Iranian hacker group Lyceum has launched lately a cyber-attack against an internet service provider (ISP) in Morocco, according to the findings of Prevailion’s Adversarial Counterintelligence Team (PACT) and Accenture’s Cyber Threat (ACTI) group.

The attack, which was launched between July and October 2021, also targeted ISPs and telecommunication operators in Israel, Tunisia, and Saudi Arabia as well as a ministry of foreign affairs in Africa, said the PACT/ACTI computing security experts without disclosing the identities of the victims.

The Iranian cyber espionage threat group Lyceum (also known under the names HEXANE & Spirlin) used a backdoor to bypass detection by security software.

The new findings confirm previous ClearSky and Kaspersky research indicating a primary focus on computer network intrusion events aimed at telecommunications providers in the Middle East region.

Active since 2017, Lyceum targets organizations in sectors of strategic national importance, including oil and gas organizations and telecommunications providers.

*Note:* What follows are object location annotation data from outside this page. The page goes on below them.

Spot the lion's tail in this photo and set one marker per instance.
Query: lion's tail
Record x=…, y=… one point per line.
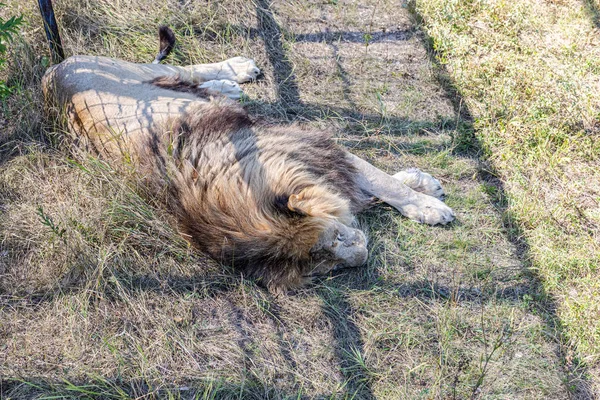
x=166, y=43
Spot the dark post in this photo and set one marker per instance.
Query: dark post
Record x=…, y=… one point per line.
x=51, y=29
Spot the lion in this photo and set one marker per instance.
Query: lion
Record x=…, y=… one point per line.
x=277, y=202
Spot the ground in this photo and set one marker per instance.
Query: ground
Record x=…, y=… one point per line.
x=101, y=298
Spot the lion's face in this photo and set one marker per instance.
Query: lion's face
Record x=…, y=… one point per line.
x=339, y=246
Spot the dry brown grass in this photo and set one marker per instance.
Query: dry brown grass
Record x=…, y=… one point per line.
x=99, y=298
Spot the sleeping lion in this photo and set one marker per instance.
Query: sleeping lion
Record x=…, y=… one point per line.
x=275, y=201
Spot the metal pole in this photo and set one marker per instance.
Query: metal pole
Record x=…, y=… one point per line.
x=51, y=29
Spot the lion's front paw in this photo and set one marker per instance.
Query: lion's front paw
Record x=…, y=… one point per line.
x=243, y=69
x=428, y=210
x=223, y=86
x=421, y=182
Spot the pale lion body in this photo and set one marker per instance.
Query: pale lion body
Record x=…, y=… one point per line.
x=276, y=201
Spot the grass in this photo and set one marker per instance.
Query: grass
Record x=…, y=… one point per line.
x=535, y=111
x=100, y=297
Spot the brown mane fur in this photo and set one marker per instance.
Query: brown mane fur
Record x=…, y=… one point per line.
x=253, y=196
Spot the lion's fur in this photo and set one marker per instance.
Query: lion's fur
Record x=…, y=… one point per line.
x=252, y=195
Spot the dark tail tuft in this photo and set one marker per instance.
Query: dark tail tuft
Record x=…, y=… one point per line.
x=167, y=43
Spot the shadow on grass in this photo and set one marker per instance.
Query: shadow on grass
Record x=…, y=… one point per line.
x=577, y=375
x=32, y=387
x=349, y=345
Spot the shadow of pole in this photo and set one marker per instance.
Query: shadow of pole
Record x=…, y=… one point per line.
x=283, y=71
x=349, y=347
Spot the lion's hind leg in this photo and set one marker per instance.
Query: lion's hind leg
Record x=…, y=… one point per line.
x=204, y=90
x=421, y=182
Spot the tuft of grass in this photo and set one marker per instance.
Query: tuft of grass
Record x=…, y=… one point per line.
x=526, y=72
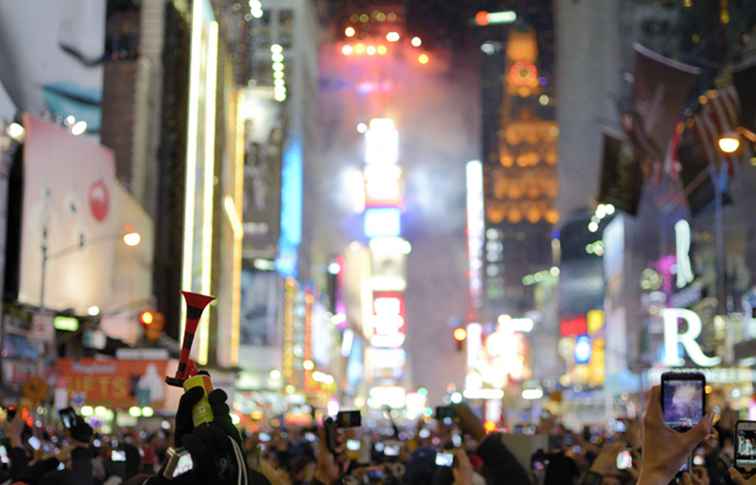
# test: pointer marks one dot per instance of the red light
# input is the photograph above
(481, 18)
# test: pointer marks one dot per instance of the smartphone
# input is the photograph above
(354, 445)
(444, 412)
(33, 441)
(179, 462)
(445, 459)
(683, 399)
(392, 449)
(349, 419)
(68, 417)
(745, 446)
(624, 460)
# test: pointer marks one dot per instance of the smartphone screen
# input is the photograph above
(683, 397)
(624, 460)
(353, 445)
(185, 464)
(349, 419)
(745, 446)
(444, 459)
(34, 442)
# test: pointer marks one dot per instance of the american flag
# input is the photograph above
(719, 114)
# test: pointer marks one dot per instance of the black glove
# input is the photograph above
(212, 452)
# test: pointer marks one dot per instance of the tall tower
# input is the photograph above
(520, 178)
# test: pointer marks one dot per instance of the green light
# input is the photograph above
(69, 324)
(505, 17)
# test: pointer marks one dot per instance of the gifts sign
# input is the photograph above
(195, 305)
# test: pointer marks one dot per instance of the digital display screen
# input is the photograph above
(683, 402)
(746, 452)
(185, 464)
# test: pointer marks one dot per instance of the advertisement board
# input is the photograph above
(69, 187)
(114, 383)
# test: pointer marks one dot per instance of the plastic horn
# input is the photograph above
(195, 305)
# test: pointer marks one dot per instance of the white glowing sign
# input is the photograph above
(383, 185)
(382, 142)
(475, 228)
(673, 337)
(682, 246)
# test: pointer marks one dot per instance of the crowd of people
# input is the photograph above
(453, 450)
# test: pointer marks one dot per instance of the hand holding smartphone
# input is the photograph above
(683, 399)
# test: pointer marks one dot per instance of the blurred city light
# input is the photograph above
(393, 37)
(132, 239)
(729, 143)
(16, 132)
(79, 128)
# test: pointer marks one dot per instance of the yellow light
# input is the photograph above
(233, 217)
(147, 318)
(729, 143)
(132, 239)
(15, 131)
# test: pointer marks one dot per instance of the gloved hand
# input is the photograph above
(212, 452)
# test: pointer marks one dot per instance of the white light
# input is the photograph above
(383, 222)
(729, 143)
(15, 131)
(347, 339)
(79, 128)
(483, 394)
(393, 37)
(532, 394)
(132, 239)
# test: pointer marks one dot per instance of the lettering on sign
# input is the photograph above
(673, 337)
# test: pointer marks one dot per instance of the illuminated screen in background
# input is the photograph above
(746, 452)
(683, 403)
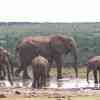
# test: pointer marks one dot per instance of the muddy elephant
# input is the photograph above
(5, 65)
(40, 67)
(50, 47)
(93, 65)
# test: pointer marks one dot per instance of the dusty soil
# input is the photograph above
(18, 93)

According to ACTI/PACT team, Lyceum is likely to update its backdoors after the revelation of its cyber-attacks to stay ahead of defensive systems.

During the past years, Morocco has warned against the destabilizing threats posed by Iran and its proxies in North Africa and the Middle East.

In 2018, Rabat cut diplomatic ties with Tehran for providing military and financial support to the Algeria-backed Polisario armed militia through the Iranian embassy in Algiers via a Hezbollah operative.